With respect to a method of improving recording and reproducing characteristics of an evaporation tape, several methods such as providing discontinuous multi-layers of evaporation layer or controlling oxygen gas density in a magnetic layer have been introduced.
For example, the Japanese Patent Laid-open Publication No. 8-315346/1996 discloses a multi-layered evaporation tape shown in FIG. 6(b). As shown in FIG. 6(b), the multi-layered evaporation tape is composed of a first magnetic layer 31 and a second magnetic layer 32, wherein they are formed through an evaporation process twice and discontinuous with respect to each other.
The Japanese Patent Laid-open Publication No. 10-324965/1998 discloses an evaporation tape as a recording medium having a magnetic layer in which crystalline particles are disposed continuously. In the evaporation tape, columns that constitute the magnetic layer are oriented partially in a circular arc in the polymeric substrate side, and then oriented in columnar.
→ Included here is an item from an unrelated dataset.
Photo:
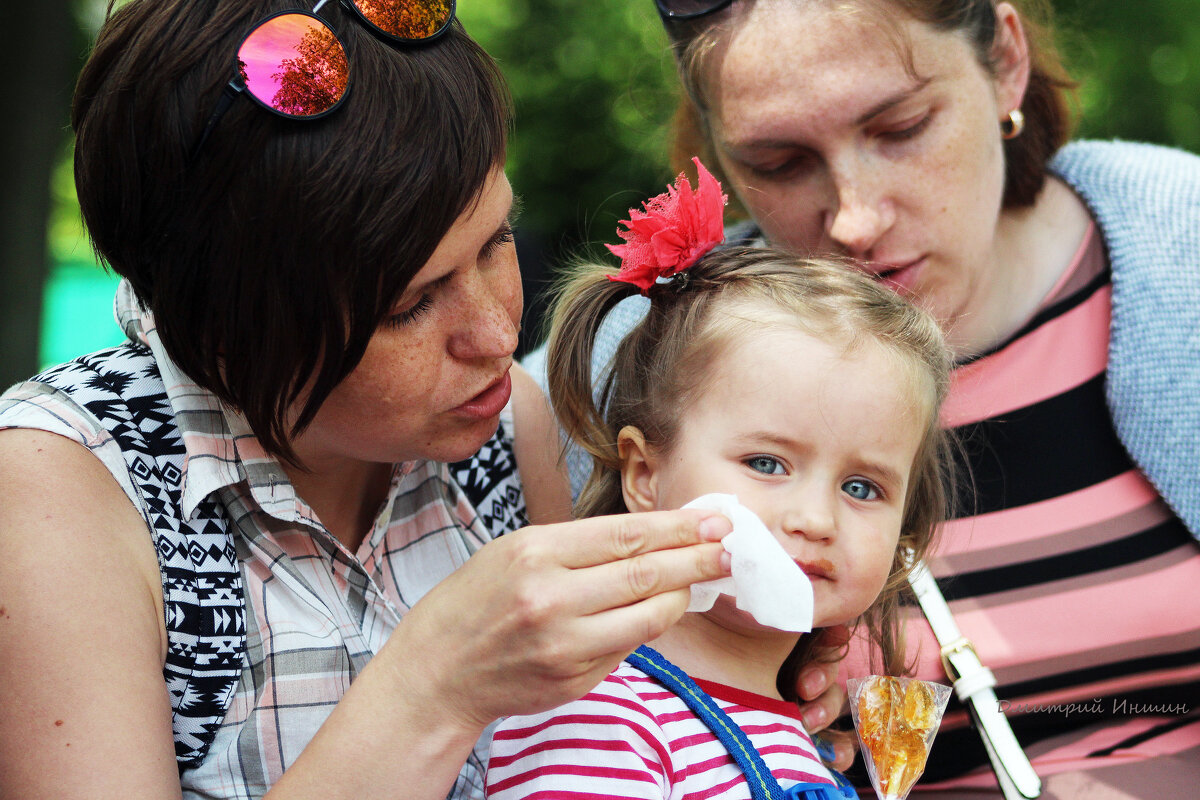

The Japanese Patent Laid-open Publication No. 2001-143235 discloses a magnetic recording medium that is composed of a magnetic layer having a columnar crystalline structure. Each column is divided into three sections. In each section, oxygen density, magnetic flux density or a tilt angle of each column is specified.
By the magnetic recording medium according to the prior arts mentioned above, there existed problems such that the magnetic recording medium does not have high coercive force, or hardly provides a high reproduction output or a high C/N in a short wavelength recording range.
Further, in the case of the multi-layered evaporation tape that is disclosed in the Japanese Patent Laid-open Publication No. 8-315346/1996, there existed a problem such that productivity is deteriorated because 2-time evaporation process is essential.